When Basias offered me his arm again, I closed with him, gripping him under the arms as he gripped me by the waist.

"He'll try to bend you back," the man with the club said. "Twist and squeeze. Every muscle in your arm's a piece of raw hide. They're drying in the sun, pulling up. Hear his ribs creak? Dig into his neck with that sharp chin of yours."

We fell together. When I had climbed off him, Basias said, "You're learning. That's one for you. You've got to give me your arm this time."

I turned him upside down and found that his lower ribs were softer than the upper ones. His arms were no longer as hard as they had been. With one hand on his waist and one at his shoulder, I was able to get him above my head. "You didn't throw me at the table," I told him. "So I won't do it to you either."

The big man with the club pointed to the lounger who had bet with Io.

I said, "All right," and knocked the lounger off his feet with Basias.

The Milesian applauded, rapping the tabletop with his cup.

"Good!" the big man whispered. "Now let him win."

CHAPTER XXIV-Why Did You Lose?

Io asked her question with her eyes as I sat writing. I said, "I don't know." And then, thinking of the man with the club and why he might have spoken as he had, "Do you think we'd be better off if I'd won? Besides, it wouldn't have been fair. Suppose Basias had thrown me into the table. That would have ended the match."

He came out of the inn with grease on the place where he had hurt his arm. "Any wine left?"

Io tilted the jar and peered inside. "Almost half-full."

"I can use it. Your master's a man of his hands, girl. With some training he might do for the Games."

"You'd better water that," she told him. "It drives you mad."

"I'll spit in it. Same thing." He looked at me. "You really don't know who you are?"

I shook my head. The Milesian stirred in his sleep, groaning like a woman in love.

"You're a barbarian by the look of you. No Hellene ever had a beak like that. No helot either. That sword of yours looks foreign too. You have any armor?"

Io said, "He used to have front and back plates, round things that hung over his shoulders and tied at the waist. I think Kalleos has them now."

Basias drained his cup and filled it again. "I saw a lot of those on dead men at Clay, but they don't help me much."
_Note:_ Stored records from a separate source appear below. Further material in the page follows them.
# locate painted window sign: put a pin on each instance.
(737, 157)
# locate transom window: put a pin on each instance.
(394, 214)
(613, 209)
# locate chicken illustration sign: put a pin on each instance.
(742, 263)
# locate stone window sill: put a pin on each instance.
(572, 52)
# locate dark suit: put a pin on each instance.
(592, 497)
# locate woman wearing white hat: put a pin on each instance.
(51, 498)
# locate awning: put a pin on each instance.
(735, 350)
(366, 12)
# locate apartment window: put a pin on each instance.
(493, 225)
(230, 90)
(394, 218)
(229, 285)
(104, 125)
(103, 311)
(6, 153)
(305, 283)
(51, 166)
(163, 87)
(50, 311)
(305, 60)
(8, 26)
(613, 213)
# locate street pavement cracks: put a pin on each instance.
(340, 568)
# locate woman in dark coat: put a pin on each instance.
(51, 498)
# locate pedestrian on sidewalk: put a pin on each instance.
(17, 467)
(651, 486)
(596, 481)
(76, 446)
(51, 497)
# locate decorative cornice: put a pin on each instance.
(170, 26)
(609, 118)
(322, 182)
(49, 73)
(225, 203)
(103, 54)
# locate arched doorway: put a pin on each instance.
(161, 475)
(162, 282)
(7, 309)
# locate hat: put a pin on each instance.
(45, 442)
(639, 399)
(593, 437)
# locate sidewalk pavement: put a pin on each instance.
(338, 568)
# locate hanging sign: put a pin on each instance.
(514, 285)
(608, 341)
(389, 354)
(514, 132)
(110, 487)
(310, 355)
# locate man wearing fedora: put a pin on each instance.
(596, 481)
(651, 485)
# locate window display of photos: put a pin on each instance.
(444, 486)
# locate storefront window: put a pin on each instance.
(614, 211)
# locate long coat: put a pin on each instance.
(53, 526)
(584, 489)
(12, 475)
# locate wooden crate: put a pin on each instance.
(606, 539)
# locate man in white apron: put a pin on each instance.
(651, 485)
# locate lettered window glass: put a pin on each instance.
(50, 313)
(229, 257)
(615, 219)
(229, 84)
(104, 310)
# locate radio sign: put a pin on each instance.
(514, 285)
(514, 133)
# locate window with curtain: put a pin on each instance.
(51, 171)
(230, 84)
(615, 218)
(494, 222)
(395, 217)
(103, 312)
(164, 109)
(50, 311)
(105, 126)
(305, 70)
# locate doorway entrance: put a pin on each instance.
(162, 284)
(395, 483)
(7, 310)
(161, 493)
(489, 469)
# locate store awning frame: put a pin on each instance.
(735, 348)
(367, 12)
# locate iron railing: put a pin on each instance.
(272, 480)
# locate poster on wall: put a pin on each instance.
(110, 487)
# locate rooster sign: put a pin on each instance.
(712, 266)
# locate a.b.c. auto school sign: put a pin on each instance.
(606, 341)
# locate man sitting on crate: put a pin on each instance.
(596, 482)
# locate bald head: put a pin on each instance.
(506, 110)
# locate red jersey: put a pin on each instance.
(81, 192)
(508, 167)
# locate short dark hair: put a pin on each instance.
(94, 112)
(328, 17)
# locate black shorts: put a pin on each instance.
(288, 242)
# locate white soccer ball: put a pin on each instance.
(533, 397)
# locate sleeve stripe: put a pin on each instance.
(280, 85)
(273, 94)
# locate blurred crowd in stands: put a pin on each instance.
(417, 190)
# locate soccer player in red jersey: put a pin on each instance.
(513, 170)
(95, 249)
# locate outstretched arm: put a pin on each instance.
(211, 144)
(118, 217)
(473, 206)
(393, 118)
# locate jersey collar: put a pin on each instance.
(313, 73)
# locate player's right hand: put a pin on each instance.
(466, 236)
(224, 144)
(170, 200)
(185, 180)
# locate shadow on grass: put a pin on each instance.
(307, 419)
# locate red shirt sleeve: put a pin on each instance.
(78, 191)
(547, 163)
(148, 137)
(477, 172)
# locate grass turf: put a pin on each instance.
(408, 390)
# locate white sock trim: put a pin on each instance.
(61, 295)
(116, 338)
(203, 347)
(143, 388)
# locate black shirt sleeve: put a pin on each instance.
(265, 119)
I said, "Tell us about the battle. You were there, and I'd like to know."

"What happened to you? I can't tell you that without knowing where you were." He dipped a finger in his wine. "Here's our army. That's a ridgeline, see? Over here's the enemy." He poured a puddle on the table. "The plain was black with them. One of our officers-Amompharetos is his name-had been giving Pausanias trouble. He should have been asked to the council, see? Only he wasn't. Either the message never got to him, which is what Pausanias says, or Pausanias never sent it. That's what Amompharetos said. They finally got it patched up, so Pausanias put Amompharetos and his taksis back here in reserve to show he trusted him."

Io said, "It looks to me like he didn't."

"You're no man; you'll never understand war. But the reserve's the most important part of the army. It's got to go to the hottest place when the army's losing. There were more hills here on the right, with all the men from that dirty place we just left hiding behind them. We're out where the enemy can see us; then Pausanias gives the order to pull back."